The US has said that it would again veto the move.

"But interestingly none of the Arab countries that have recently normalised relations with Israel have broken ties," the Stimson Centre's Slavin said.

"These are autocratic Arab governments that do not respect popular opinion. They hate Hamas and Iran and value security cooperation with the US," she added.

Israel's actions in Gaza and the West Bank since October threaten to unravel years of US diplomatic efforts to integrate Israel with Washington's Arab partners into a regional political, security and economic framework against Iran, Russia and China. The UAE, Bahrain, Morocco and Sudan normalised relations with Israel in 2020 under the US-sponsored Abraham Accords.

"I would not say the US efforts are doomed," Slavin said.

To succeed, Washington's diplomatic push would require a "post-Netanyahu Israeli government that is at least willing to give a fig leaf to the notion of Palestinian statehood and at a minimum, a revived Palestinian Authority", she said.

Otherwise, Israel's increasing diplomatic isolation in the Global South and growing pressure from many Western countries for its government to accept a two-state solution threaten to corner it in the coming years.

The UN General Assembly resolution on Palestine's membership was approved by 143 votes to nine against, with 25 abstentions.

It was supported by practically all countries in the Indo-Pacific region, including key Israeli allies Australia, India and Asean member Singapore, none of which are among the 140 countries which currently symbolically recognise a Palestinian state.

Japan and South Korea, all other members of the Association of Southeast Asian States and the countries of South Asia also voted in favour.

China has supported the Arab group's position throughout the Israel-Gaza conflict with its heft as a permanent UN Security Council member.

Having initially supported UN resolutions criticising Hamas for carrying out the unprecedented attack which killed some 1,200 Israelis, Australia, India and Singapore have shifted their positions in response to the tens of thousands of Palestinian deaths caused by its military campaign in Gaza.

The three countries have backed several UN Security Council resolutions calling for a ceasefire that were opposed by Israel and ultimately vetoed by the US.

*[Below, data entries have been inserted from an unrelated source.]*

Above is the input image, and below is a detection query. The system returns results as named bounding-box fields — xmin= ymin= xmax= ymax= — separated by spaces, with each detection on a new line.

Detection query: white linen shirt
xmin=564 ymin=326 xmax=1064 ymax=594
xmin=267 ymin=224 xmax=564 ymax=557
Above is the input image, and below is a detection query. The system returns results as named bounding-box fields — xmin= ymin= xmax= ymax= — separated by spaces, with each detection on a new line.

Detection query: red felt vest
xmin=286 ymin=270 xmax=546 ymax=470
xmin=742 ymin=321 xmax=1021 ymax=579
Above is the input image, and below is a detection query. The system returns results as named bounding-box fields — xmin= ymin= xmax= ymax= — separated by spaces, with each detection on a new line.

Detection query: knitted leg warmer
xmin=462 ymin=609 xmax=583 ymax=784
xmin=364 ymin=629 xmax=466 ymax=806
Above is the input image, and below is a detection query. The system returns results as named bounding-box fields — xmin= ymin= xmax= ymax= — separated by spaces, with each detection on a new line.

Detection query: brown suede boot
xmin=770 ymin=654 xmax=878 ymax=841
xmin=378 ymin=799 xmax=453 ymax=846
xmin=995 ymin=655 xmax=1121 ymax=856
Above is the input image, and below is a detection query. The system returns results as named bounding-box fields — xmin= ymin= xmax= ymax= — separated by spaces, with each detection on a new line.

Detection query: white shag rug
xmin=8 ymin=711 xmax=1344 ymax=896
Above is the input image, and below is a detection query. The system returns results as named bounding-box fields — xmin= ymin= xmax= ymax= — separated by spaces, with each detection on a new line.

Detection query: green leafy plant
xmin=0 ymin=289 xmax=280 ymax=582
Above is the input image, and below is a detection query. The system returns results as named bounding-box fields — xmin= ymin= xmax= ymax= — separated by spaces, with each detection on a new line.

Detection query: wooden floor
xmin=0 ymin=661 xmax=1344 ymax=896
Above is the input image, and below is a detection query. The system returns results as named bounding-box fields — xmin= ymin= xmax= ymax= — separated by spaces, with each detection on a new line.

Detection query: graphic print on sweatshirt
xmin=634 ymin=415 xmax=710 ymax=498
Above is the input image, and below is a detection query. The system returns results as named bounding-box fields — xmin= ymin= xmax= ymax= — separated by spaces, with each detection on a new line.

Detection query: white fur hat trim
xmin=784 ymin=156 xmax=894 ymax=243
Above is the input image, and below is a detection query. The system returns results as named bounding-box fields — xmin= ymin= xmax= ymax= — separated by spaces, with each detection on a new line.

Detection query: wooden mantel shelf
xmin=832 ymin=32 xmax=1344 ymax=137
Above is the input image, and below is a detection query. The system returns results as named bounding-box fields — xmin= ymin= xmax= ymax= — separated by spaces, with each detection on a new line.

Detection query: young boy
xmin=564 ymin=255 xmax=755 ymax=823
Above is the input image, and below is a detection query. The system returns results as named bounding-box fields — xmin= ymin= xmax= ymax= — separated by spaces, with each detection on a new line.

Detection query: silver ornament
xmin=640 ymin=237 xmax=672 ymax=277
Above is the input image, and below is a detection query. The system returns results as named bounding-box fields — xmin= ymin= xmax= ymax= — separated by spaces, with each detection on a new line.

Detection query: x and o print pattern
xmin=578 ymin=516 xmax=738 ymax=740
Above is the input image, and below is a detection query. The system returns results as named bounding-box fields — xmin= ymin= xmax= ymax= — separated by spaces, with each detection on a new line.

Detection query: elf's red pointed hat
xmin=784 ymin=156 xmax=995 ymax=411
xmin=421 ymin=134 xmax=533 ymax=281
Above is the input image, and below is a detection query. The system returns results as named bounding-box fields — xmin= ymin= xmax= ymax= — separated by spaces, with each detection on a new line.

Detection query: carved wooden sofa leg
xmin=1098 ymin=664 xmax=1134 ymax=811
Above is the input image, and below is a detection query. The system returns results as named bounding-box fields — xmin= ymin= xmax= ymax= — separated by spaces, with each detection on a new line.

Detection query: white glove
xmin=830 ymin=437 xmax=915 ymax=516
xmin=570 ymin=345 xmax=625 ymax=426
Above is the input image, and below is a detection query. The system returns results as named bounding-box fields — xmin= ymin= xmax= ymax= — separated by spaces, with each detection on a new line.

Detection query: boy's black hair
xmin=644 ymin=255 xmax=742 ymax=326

So "there is concern" that Israel's actions could now make it an international pariah, Slavin said - a concern she said "is reflected" in Biden's suspension of a bomb shipment to Israel, as well as Egypt's decision to support South Africa's case before the International Court of Justice.

If Donald Trump wins the US presidential elections in November, Israel will "probably get a four-year breathing space", she said.

"I think the threat of pariahdom is not imminent but if Israel does not change course, it will become so in a few years."